Sunday in Ordinary Time
September 4, 2016
Fr. José Maria Alvim Cortex, F.S.C.B.
Sunday Reading Meditations
“Who can conceive what the Lord intends?” (Wis 9:13).
Sometimes it is hard for us to understand what Our Lord wants to tell us. The mystery of God is beyond our limited comprehension. In today’s Gospel, Jesus uses hard words to say great things.
He says that we need to hate what we love the most and renounce what we possess. He talks about renunciation, about detachment from people and things, and about carrying the Cross.
Great crowds were following Jesus. Jesus makes it clear that to follow him is not just to travel with him. He does not want a crowd that is unaware of what he is doing.
It is important to ask ourselves whether we are just traveling with Jesus or really following him in our lives.
Jesus came to educate people. He came to help us learn to prefer the Creator to the creature. We risk confusing the Author with his work. In the Bible, this is called idolatry. Jesus reminds us that everything is relative. There is only one absolute: God.
When Jesus says that we have to hate the people whom we love, he is using an idiomatic term meaning “to love less.” He is not telling us to hate people but to hate what is not true in our relationships, what is excessive and risks being idolatrous. A human being can never be in the place reserved only for God.
In the second reading, we have a good example. Saint Paul is a prisoner. With him is Onesimus, whom he converted to the faith. Paul is extremely affectionate toward him. Onesimus is like a son to Paul, his own heart. Paul has to separate from him. He sends him back to Philemon because Onesimus was his slave. Paul tells Philemon to receive Onesimus “no longer as a slave but more than a slave, a brother, beloved especially to me, but even more so to you, as a man in the Lord” (Phlm 1:16).
This is a great example of what Jesus means in the Gospel. Paul shows us the meaning of relationships to the disciples of Christ. He does not hesitate to allow Onesimus to leave him because he sees him as a gift given by Jesus to comfort him during his time in prison and not as his own possession. Then Paul teaches Philemon, who had recently become a Christian, that his slave is no longer a slave but a brother. Onesimus is no longer an object but a person and a child of God.
Jesus is the one who hated his relatives, who renounced all his possessions and carried the Cross. To be his disciple means to participate in the way that he experienced his relationships with people and things. To follow Jesus means to prefer him to everything and everyone. It means to carry the Cross as he did. To follow Jesus is to participate in his glorious destiny.
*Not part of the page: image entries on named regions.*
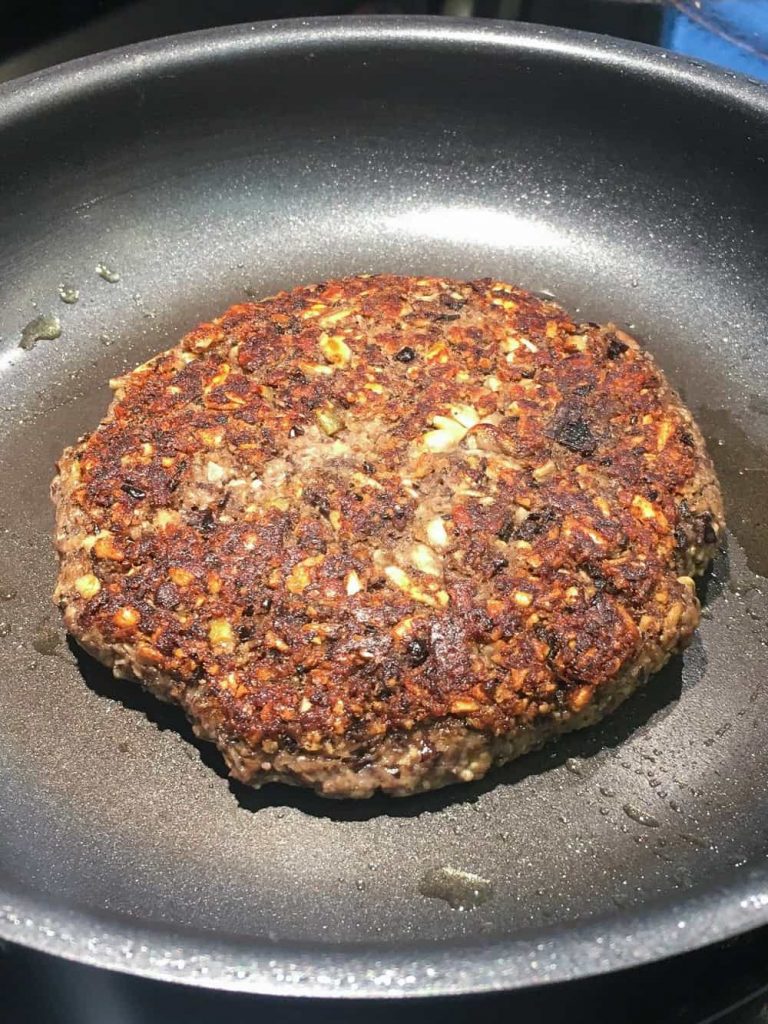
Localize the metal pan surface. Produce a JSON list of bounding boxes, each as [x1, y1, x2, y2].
[[0, 18, 768, 996]]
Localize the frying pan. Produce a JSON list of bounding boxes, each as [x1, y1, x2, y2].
[[0, 18, 768, 996]]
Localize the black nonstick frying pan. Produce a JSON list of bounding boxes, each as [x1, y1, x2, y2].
[[0, 18, 768, 995]]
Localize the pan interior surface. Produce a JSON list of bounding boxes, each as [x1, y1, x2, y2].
[[0, 18, 768, 995]]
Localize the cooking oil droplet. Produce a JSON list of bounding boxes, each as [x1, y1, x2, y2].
[[419, 867, 494, 910], [96, 263, 120, 285], [18, 313, 61, 351], [622, 804, 662, 828]]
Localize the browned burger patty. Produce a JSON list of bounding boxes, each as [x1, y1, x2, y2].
[[53, 275, 723, 797]]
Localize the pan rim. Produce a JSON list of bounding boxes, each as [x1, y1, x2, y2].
[[0, 16, 768, 998]]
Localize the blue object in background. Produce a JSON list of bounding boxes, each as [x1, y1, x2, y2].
[[662, 0, 768, 82]]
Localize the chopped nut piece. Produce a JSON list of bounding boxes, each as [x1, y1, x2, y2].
[[208, 618, 234, 647]]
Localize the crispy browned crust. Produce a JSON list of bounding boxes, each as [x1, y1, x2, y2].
[[53, 275, 722, 796]]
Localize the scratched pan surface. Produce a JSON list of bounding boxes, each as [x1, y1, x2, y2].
[[0, 18, 768, 995]]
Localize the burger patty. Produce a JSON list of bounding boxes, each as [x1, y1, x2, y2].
[[52, 275, 723, 797]]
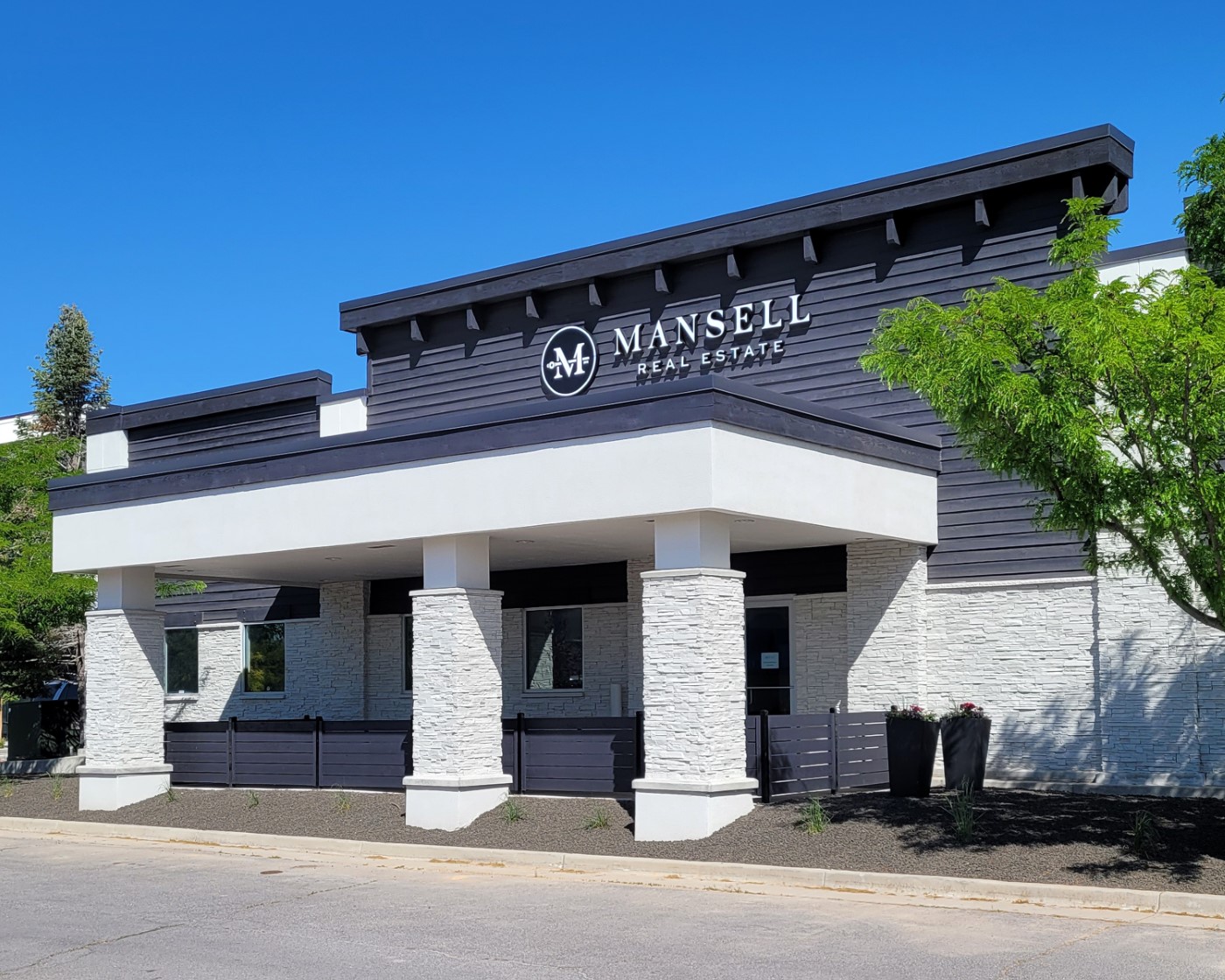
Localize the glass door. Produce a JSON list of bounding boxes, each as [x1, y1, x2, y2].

The detachment from people and renunciation of goods that Jesus requires of us is not so that we shall love and possess less. On the contrary, it is exactly the opposite. Jesus promises his followers that they will receive a hundredfold now in this time and in the age to come, eternal life.
Today is the day of the Nativity of the Blessed Virgin Mary. She is the true disciple of the Lord. Better than anyone else, she lived and understood what Jesus teaches us in today’s Gospel. We pray for her intercession so that we may obtain the grace of detachment. Amen.